When it’s a 4K or higher monitor, Apple shows you a graphical representation of how upscaling works.

Depending on the monitor and Mac, this representation will show you four or five possible settings.

Above a certain high resolution, Apple shows a simplified system for choosing how much to dim your display

Above a certain high resolution, Apple shows a simplified system for choosing how much to dim your display

Apple doesn’t give any numbers or pixel counts, it just has a range from Larger text at More space.

The difference of a stop on Apple's larger text for more space makes

The difference of a stop on Apple’s larger text for more space makes

Don’t go looking for a tape measure on this one, but just to give you an idea of ​​the difference scaling makes, here’s an example.
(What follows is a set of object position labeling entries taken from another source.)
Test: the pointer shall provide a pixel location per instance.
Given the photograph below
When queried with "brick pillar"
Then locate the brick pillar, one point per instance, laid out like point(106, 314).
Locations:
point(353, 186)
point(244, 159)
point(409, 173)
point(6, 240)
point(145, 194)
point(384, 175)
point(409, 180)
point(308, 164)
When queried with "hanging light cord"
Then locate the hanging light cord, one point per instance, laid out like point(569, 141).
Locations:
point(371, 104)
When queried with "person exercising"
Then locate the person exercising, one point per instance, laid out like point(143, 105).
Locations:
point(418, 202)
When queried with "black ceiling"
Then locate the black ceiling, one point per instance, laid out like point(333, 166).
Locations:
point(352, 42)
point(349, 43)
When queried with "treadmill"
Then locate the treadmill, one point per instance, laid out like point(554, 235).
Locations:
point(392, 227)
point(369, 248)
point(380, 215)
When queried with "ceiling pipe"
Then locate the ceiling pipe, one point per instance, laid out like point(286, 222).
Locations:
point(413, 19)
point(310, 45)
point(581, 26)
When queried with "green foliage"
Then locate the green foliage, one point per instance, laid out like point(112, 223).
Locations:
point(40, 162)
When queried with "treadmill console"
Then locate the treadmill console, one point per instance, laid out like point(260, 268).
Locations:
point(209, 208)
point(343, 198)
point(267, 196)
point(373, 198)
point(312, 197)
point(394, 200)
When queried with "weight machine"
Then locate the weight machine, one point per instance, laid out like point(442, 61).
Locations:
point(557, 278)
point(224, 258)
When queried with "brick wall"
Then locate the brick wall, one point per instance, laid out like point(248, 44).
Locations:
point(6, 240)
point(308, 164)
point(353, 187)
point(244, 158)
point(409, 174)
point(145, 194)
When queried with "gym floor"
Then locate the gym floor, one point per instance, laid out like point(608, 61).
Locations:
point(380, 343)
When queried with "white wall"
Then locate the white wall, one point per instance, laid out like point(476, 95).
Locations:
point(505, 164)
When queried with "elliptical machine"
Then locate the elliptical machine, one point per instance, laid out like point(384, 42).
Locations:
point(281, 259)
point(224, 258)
These are two side by side images of the LG 34 inch monitor and although they are cropped so you can see them they show different scaled resolutions.

Specifically, it is a one-step difference in the range from Larger text at More space and you can see it’s significant.

This far and no further

What you can’t see, and what no one can show you, is precisely what it all looks like on every monitor you consider. Armed with this knowledge and hopefully a decent return policy, you’ll be well on your way to getting the ideal combination of size, resolution, and scaling for your needs.

It might not be worth finding, but there is an Open in low resolution option for every app.

It might not be worth finding, but there is an Open in low resolution option for every app.

There’s just one more thing, though. This might be macOS’s most obscure feature or maybe we’ve never needed it before, but you can tell an individual app to display in a lower resolution. By himself.

Go to your Applications folder, right-click on any application and press Command-I Choose To file, Obtain informations.

You will find a marked checkbox Open in low resolution. As always, Apple doesn’t give any pixel dimensions, but otherwise it works. So if you need high resolution for your Final Cut Pro X work but it makes Microsoft Word too thin and small to use, you can make Word open in low resolution.

It does make a difference, but you need to be on a very high resolution monitor to see any significant change.